Probamos Fat Princess, un original título para PlayStation Network.
Una razón de peso para adorar PlayStation Network
El catálogo de PlayStation Network (y de sistemas de descarga, por extensión) se compone de una oferta cada vez mayor, tanto por cubrir los gustos y géneros de muchos jugadores que no encuentran en las producciones más rimbombantes su diversión, como por el precio, generalmente ajustado a todos los bolsillos. Encontramos desde títulos de grandes pretensiones que bien podrían ser lanzados en formato físico –y algunos lo hacen- como
Wipeout HD,
SOCOM Confrontation,
Gran Turismo 5 Prologue,
Outrun Arcade Online o
Siren: Blood Curse, a producciones con la única e
inocente intención de divertirnos y pasar un buen rato, juegos que de otra forma no verían la luz por un motivo u otro:
Flower,
Megaman 9 o
Noby Noby Boy. Fat Princess podría encajar en esta última categoría, sin que por ello hablemos de un producto pasajero sin pretensiones.
Presentado durante el E3 ´08 entre juegos más llamativos –la conferencia de Sony cerró con
God of War III y
MAG- poco a poco se ha hecho un hueco entre las noticias, en parte por su puesta en escena y también por alguna polémica en medios estadounidenses debido a una supuesta banalización de la obesidad juvenil.
Fat Princess es un juego de acción orientado al multijugador –aunque es posible disfrutarlo en solitario- para un máximo de treinta y dos jugadores, con un fuerte componente táctico y de organización entre equipos. Dos bandos en sus respectivas fortalezas guardan en prisión a la princesa del ejército rival, y el objetivo de cada uno es, al menos en teoría, sencillo: traer de vuelta a la princesa correspondiente. La mecánica como puede entenderse no dista mucho del clásico modo "capturar la bandera" tan popular desde hace una década en el género de los FPS. Lo que aporta frescura es que hablamos de un juego de vista superior con estética infantil (pero con mucho humor de sal gruesa) y uso de diferentes clases para realizar tareas ofensivas y defensivas.
Existen otros modos, como uno basado en el simple y puro deathmatch (gana el equipo que más enemigos mata), pero "Rescatar a la princesa" será sin duda la estrella del juego.

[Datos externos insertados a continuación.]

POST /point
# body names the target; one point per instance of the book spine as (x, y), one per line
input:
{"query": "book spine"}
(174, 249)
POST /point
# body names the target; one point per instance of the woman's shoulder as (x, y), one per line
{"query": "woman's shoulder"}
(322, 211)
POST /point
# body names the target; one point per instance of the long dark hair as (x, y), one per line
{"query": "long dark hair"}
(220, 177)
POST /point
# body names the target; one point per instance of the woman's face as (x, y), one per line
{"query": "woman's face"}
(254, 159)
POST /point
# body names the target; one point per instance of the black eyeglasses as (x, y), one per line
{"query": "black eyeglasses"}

Una vez empezamos a jugar, la primera tarea es elegir nuestra clase, la cual se consigue de una forma tan sencilla como recogiendo un sombrero de la categoría deseada de unas máquinas situadas en la fortaleza. Tenemos magos (lanzan fuego), sacerdotes (poder curativo), arqueros (armas a larga distancia), guerreros (fuertes y resistentes en el cara a cara) y trabajadores (construyen defensas y escaleras). Cada uno de ellos tiene una función específica y es posible cambiar de arma para modificar las habilidades una vez la clase ha sido evolucionada, de manera que el sacerdote "bueno" puede convertirse en un brujo negro que absorbe vitalidad a los rivales, o el mago lanzar magia helada. La forma de mejorar estas clases o crear elementos de madera es tan sencilla como cortar árboles y utilizar la madera resultante en el lugar especificado –de igual manera, se pueden recoger piedras-; una tarea "poco agradecida" y lejos de la acción, pero básica a medio y largo plazo durante la partida. Estas clases pueden ser intercambiadas en cualquier momento recogiendo otro sombrero, así que se puede modificar la estrategia sobre la marcha según lo requiera la situación.

Todos los elementos citados hacen que la aparente simpleza de la que hace gala el juego sea sólo una apariencia: es un título con una sólida base jugable. Desde Titan Studios definen a Fat Princess como
"un juego de acción táctica combinado con equipos basados en clases, recolección de recursos y rápidos y sangrientos combates, todo en un entorno abierto. Es similar a un RTS –Real Time Strategy, o estrategia en tiempo real-pero en el que cada jugador es un personaje; no hay comandante, todo el equipo trabaja por una meta común". El resultado es mucho menos complicado de la descripción, y cualquier jugador sin experiencia en algún género similar se puede hacer con los controles en pocos minutos.